I plan on returning to the property this weekend to take more detailed pictures, as requested by Rick( Thank you for the advise!). THEN, I hope to be able to participate in a somewhat more competent discussion, and potentially positive contribution to this forum. 
I personally want to thank everyone for their welcoming nature, and all the helpful responses in regards to this topic. Please forgive me my enthusiasm and eagerness. This is a personal adventure of sorts. My family has a strong history of prospecting and mining for several generations, concluding with my grandfather, who sadly passed away several years ago. My excitement has even surprised my father, who with a wink muttered something about it " being in your darn blood".  

@ Chris, the property is owned by my father in Utah. He has water and mineral rights as well. I have his permission to proceed as I see fit. The material is quite easy to remove as it is on the surface in what appears to be in glacial type deposits atop a sandstone base. This will be a small recreational endeavor if anything at the most.

Much Regards,

Sterbert


----------



## Harold_V (May 27, 2011)

sterbert said:


> the property is owned by my father in Utah.


I was born and raised in Utah---a state rich in mineralization and with a strong history of mining and smelting. 28 smelters were known to exist in Utah at one point in time, including the still operational Kennecott Copper Corporation in the Oquirrh mountain range. I trust you live near?

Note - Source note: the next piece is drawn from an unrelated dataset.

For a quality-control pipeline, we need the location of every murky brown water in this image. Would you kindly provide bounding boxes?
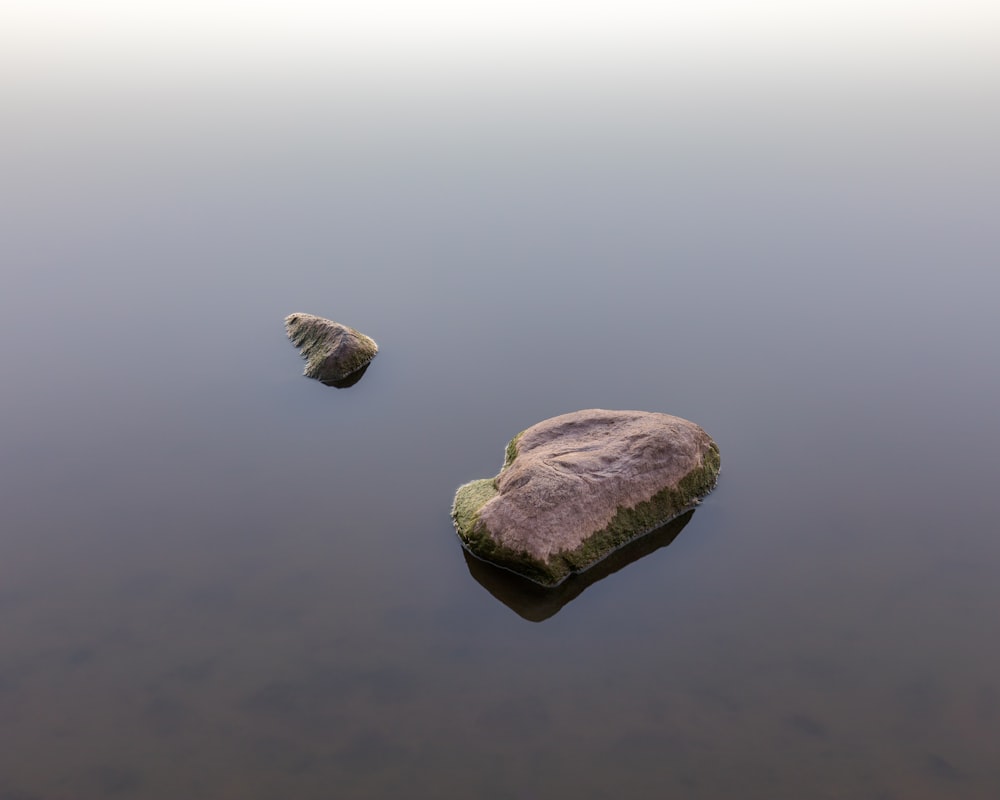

I lived in the Salt Lake Valley for 56 years, leaving Utah in '96. Care to disclose (loosely) where you live? It need not include a city---just a general location (I'm curious).

Harold


----------



## Reno Chris (May 27, 2011)

> *in what appears to be in glacial type deposits atop a sandstone base.*



I hate to say this but assuming your geological description is correct, I'm going to guess its manganese not silver. That geologic description just screams manganese to me - I've seen ones like it in the field. Silver salts are far less soluble than those of manganese. Manganese is present in many rocks including sedimentary rocks. Manganese salts can be dissolved out of rocks through normal weathering processes, and once dissolved, like any water solution it would seep downward to a bedrock foundation (like your sandstone base) as the waters dry they leave behind their salts and manganese will react with oxygen to produce MnO2 an insoluble black material.

Here is a very easy qualitative test you can do for manganese dioxide. Get a handful (no more than a couple ounces) of the black stuff we are talking about. Take it to your chemistry teachers school - he / she can do this as an after school demonstration for any kids that want to watch. Place the couple ounces of material in a large 1000 or 1500 ml beaker. Get a larger tray for overflow and place the beaker in the tray under an exhaust hood. Have your chemistry teacher friend mix up 200 ml of 1 to 1 diluted HCl acid. Slowly pour the diluted acid into the beaker. Because its highly likely that you will also have some calcite (Calcium carbonate) mixed into the mineral specimen, it may foam up strongly (hence the large beaker and overflow tray) as the calcite releases carbon dioxide. As the foaming dies down, add more acid. Eventually you will get all the acid into the beaker. Open up the hood enough to get a wiff of any gas coming off the rock - don't suck in lots of it - Chlorine gas is quite poisonous and a slight trace will be plenty enough for you to identify its presence. Your chemistry teacher friend will be able to recognize it if you cant. 

Chris


----------